The effective utilisation of staff time is crucial to school performance: secondary schools spend on average 70 per cent of their budget on staff. These budgets will be under increasing pressure over the next five years. Rising costs, diminishing government funds and growing pupil numbers mean schools will have to find more efficient ways to manage the workforce. Rather than creating new working groups to address the problem, the Government should investigate whether there are already successful strategies within the school system.
Academy chains offer a potential solution to the workload challenge. Research published by Reform and authored by Parthenon-EY suggests that school chains can make savings of between 5 and 8 per cent in a school’s total budget, allowing schools to reinvest to develop best practice teaching and management. Yet more research is needed to understand how different chains’ strategies help save money and utilise staff effectively.
The National Audit Office (NAO) has recognised this knowledge gap and recommended that the Government does “more to identify the characteristics of an effective sponsor”. A report it published last year highlighted that the Department for Education (DfE) does not collect information on chains’ school improvement activities unless it has concerns about the performance of their schools.

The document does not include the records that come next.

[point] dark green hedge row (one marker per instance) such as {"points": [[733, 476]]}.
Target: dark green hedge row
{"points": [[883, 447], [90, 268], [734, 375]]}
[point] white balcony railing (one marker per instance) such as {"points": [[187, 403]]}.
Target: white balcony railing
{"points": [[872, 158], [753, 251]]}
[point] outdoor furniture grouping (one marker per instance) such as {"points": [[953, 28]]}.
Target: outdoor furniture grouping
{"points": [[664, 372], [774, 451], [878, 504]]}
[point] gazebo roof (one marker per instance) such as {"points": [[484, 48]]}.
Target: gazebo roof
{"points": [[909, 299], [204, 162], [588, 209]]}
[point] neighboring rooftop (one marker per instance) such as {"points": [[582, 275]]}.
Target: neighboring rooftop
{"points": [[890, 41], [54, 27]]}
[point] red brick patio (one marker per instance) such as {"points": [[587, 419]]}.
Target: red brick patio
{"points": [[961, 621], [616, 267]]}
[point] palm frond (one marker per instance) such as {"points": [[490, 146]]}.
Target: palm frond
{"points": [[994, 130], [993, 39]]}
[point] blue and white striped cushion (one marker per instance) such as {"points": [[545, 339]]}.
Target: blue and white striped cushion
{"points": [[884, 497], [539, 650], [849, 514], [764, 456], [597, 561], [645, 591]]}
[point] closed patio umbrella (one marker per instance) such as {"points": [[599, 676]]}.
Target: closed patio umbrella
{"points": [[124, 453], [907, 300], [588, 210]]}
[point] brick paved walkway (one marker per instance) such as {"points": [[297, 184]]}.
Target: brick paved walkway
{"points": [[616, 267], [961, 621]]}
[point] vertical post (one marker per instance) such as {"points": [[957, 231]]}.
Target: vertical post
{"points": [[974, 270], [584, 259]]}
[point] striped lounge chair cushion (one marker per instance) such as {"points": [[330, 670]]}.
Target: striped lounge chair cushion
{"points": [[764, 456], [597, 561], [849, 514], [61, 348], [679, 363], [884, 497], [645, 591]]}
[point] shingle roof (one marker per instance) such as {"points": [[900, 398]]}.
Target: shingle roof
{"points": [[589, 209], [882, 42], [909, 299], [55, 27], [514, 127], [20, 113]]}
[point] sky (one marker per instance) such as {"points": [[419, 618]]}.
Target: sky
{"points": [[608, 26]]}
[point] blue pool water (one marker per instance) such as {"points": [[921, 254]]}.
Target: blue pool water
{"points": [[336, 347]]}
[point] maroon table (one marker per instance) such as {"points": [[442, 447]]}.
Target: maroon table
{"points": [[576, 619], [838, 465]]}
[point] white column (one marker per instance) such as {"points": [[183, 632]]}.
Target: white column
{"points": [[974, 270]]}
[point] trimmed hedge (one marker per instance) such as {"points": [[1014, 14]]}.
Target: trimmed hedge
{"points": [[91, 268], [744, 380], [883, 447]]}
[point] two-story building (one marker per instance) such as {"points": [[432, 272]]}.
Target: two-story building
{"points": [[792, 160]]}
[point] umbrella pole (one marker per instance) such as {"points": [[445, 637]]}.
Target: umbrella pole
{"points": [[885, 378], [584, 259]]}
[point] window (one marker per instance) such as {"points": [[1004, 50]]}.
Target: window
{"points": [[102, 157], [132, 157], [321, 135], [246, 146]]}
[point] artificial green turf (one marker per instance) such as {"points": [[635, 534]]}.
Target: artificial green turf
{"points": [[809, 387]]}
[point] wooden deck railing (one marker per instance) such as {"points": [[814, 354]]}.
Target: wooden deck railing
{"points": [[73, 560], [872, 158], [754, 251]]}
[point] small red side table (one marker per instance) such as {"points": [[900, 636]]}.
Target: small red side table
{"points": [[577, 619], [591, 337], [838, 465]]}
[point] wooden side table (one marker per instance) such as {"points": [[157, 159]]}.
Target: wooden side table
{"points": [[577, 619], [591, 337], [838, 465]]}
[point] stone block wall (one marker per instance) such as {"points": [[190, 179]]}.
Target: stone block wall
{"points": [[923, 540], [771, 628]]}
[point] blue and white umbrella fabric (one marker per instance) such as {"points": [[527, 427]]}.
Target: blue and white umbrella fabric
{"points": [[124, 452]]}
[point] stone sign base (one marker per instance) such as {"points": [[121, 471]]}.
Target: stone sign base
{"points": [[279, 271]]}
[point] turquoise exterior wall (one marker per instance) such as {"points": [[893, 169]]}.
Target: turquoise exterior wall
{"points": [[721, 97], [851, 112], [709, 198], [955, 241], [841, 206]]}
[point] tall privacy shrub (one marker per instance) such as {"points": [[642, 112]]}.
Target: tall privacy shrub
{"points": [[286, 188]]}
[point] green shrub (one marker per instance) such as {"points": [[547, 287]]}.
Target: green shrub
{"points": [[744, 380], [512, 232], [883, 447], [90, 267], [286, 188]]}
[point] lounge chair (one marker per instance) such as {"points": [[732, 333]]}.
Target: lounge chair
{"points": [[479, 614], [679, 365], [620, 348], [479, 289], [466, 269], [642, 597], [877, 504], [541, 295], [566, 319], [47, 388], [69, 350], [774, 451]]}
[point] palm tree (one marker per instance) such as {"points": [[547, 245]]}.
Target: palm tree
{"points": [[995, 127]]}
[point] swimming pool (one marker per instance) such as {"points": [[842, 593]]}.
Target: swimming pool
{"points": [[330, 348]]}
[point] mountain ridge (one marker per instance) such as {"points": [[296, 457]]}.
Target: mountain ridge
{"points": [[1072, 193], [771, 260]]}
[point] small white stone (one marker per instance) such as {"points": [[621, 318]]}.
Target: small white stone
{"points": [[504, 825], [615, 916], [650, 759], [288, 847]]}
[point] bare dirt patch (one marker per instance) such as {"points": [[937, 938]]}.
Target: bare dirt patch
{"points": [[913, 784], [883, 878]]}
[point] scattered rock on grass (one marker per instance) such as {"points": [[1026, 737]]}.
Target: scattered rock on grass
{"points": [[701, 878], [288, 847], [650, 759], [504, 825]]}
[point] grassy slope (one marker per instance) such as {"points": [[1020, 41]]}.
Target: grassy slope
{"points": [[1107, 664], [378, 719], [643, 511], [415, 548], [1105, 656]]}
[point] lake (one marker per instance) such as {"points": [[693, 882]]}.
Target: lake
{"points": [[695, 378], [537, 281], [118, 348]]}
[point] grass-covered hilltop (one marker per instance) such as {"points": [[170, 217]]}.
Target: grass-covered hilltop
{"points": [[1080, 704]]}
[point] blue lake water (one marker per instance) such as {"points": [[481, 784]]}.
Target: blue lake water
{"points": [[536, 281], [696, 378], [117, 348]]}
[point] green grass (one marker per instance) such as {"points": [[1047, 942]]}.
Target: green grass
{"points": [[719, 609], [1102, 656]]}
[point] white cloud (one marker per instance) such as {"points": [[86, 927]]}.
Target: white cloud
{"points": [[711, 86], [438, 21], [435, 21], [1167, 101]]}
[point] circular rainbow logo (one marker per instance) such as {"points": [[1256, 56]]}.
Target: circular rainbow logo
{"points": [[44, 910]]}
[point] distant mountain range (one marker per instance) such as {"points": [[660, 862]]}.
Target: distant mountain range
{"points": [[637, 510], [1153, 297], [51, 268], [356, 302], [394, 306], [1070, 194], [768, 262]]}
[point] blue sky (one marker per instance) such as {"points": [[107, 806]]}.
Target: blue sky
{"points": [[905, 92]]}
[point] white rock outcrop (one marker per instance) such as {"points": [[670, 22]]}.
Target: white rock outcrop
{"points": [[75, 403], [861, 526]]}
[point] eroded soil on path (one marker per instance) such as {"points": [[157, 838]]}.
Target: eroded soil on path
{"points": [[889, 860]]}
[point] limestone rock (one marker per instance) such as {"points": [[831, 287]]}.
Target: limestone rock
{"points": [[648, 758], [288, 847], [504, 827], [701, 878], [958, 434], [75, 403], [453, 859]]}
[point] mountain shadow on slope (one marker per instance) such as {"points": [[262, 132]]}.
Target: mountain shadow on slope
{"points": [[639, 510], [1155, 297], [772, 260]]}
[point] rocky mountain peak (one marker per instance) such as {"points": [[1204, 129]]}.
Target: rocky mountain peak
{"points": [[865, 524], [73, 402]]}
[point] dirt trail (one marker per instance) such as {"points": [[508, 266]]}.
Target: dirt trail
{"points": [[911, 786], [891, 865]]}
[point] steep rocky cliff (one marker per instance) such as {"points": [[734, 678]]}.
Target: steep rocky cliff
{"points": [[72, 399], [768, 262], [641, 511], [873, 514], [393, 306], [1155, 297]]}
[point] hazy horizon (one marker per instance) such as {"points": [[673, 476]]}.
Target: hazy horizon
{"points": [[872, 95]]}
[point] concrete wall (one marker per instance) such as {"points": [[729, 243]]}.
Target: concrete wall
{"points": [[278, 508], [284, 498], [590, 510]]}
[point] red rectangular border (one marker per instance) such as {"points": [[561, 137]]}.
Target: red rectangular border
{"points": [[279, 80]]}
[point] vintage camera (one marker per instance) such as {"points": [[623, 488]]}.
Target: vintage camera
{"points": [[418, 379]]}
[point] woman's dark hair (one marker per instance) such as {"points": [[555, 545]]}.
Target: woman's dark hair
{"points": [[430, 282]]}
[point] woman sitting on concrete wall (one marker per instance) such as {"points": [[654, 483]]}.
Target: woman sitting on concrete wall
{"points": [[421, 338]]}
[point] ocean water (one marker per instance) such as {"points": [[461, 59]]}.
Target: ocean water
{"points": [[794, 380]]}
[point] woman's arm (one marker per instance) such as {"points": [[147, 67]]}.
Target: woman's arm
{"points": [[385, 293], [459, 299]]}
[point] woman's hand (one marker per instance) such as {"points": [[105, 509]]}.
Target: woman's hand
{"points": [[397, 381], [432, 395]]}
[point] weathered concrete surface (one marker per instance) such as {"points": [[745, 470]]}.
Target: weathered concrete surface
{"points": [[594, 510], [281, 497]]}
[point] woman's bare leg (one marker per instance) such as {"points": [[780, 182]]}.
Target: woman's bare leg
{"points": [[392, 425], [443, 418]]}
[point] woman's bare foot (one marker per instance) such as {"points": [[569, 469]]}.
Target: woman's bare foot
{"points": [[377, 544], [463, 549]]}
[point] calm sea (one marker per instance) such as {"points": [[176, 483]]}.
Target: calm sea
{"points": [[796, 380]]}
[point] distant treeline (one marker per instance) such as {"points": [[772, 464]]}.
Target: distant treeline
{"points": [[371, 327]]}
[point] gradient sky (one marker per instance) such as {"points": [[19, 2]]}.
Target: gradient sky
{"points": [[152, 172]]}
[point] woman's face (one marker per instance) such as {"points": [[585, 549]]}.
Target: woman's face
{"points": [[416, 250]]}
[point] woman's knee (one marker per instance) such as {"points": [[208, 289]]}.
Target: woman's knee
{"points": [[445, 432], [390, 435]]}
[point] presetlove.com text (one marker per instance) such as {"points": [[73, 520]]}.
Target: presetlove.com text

An internal DfE review of academy chains in April 2014 identified 12 sponsors that it considered to be “system leaders”. Yet the review was unable to find a “clear relationship” between the sponsors’ performance and their strategies. Even if it had found some relationship, it is likely that the size of this sample was too small to draw any meaningful conclusions.
Despite the dearth of data on strategies that improve schools’ efficiency, there is a growing body of evidence on the wide variation in pupils’ outcomes across school chains. Research by the Sutton Trust published last week analysed the attainment of disadvantaged pupils in 34 sponsored academy chains between 2012 and 2014. The results show that the most effective chains improved performance among disadvantaged pupils by 12 per cent and the least effective reduced performance by 18 per cent.
The authors concluded that the extent of variation “clearly reflects the effectiveness of the strategies of the chain” but were unable to conclusively identify the reasons for the disparity in performance. They speculate that it might relate to “the previous history of the schools in the chain, how long they had been academies, attainment in their predecessor schools, or other factors”.
Little is known about strategies for both improving performance and controlling costs within schools. Yet it is clear that some chains run more efficiently than others. Nicky Morgan has already committed to creating more academies through the conversion of ‘failing’ and ‘coasting’ schools. The answer to unnecessary teacher workload may already lie there.